Die Leistungsdaten des 3,2 Liter Biturbo V6 sind wahnsinnig. Bei der kurzen Abstufung des sequentiellen Sechsgang-Getriebes stand allerdings weniger der Top-Speed als die Beschleunigung im Fokus der Ingenieure. So stürmt das schwarze Biest in nur 1,8 Sekunden von null auf 100 km/h. Schneller geht es in der Formel 1 auch nicht. Schluss der Beschleunigungsarie ist erst bei 240 km/h - eine Marke, die aus dem Stand bereits nach 7,0 Sekunden erreicht ist. Mehr ist bei der Hatz von Serpentine zu Serpentine auch nicht nötig.
"Der 208 T16 ist eine Rakete", gibt sich Sebastien Loeb nach den ersten Testkilometern beeindruckt. "Er hat einfach so viel Leistung. Wenn man das erste Mal Gas gibt, macht einen jeder Gangwechsel sprachlos. Das Schalten ist so brutal und das plötzliche Ausbrechen ist nicht leicht zu antizipieren.
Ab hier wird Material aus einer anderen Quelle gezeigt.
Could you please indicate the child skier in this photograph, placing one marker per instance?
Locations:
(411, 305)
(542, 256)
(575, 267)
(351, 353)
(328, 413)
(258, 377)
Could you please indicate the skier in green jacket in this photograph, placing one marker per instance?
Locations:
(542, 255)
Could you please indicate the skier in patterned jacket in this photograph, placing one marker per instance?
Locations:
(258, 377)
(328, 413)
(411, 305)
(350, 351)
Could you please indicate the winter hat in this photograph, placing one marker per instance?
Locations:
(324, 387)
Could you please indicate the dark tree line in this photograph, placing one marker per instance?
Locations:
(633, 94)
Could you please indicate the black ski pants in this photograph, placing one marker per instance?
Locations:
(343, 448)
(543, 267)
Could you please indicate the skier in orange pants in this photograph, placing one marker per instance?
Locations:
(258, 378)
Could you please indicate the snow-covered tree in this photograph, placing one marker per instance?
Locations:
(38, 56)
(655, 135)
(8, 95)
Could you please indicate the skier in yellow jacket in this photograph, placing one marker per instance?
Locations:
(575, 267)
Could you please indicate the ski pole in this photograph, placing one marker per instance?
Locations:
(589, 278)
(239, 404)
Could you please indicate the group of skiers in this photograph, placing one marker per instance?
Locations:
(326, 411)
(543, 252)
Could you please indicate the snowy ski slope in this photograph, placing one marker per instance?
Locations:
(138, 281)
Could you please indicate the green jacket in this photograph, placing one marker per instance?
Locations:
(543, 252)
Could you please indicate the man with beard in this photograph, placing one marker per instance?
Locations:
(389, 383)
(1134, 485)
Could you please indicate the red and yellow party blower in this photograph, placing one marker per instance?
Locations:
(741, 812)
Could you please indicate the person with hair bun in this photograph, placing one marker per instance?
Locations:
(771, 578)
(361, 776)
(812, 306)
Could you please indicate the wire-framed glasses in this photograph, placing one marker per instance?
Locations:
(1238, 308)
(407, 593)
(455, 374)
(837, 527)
Man gewöhnt sich daran, aber zu Beginn war das ziemlich irritierend."
Obwohl Loeb aus der Rallye-WM hohe Beschleunigungswerte kennt, zeigte er sich von seinem neuen Spielzeug begeistert. "Ich habe noch nichts gefahren, das so schnell beschleunigt. In den unteren Gängen hat man mehr Leistung zu Verfügung als in einem Formel 1-Auto. Dank Allrad-Antrieb und kurzer Übersetzung ist der Antritt phänomenal. In Nullkommanichts ist man im sechsten Gang bei 240 km/h"
Der 208 T16 ist aber nicht auf der Geraden schnell, wie der Pilot betont: "Durch den Abtrieb, der über die Aerodynamik generiert wird und die breiten Reifen ist auch das Bremsen erstaunlich. Das 208-Paket ist eine Kombination aus mehreren Welten. Es hat den Anpressdruck eines Formel 1-Renners, die breiten Reifen eines Le Mans-Prototyps und das Differential eines WRC-Autos."
Seit dem vergangenen Jahr sind die kompletten 19,99 Kilometer bis zum Gipfel des Pikes Peak asphaltiert, was Loeb als Spezialisten für Rallyes auf befestigtem Untergrund entgegenkommen sollte. Die Frage ist nicht nur, ob der Elsässer das Rennen im ersten Anlauf direkt gewinnen kann, sondern auch, ob er einen neuen Rekord aufstellt. 2012 setzte der Neuseeländer Rhys Millen in einem Hyundai Genesis Coupé in 9:46.164 Minuten den aktuellen Bestwert. Neben Peugeot hat übrigens auch Honda angekündigt, den Rekord angreifen zu wollen.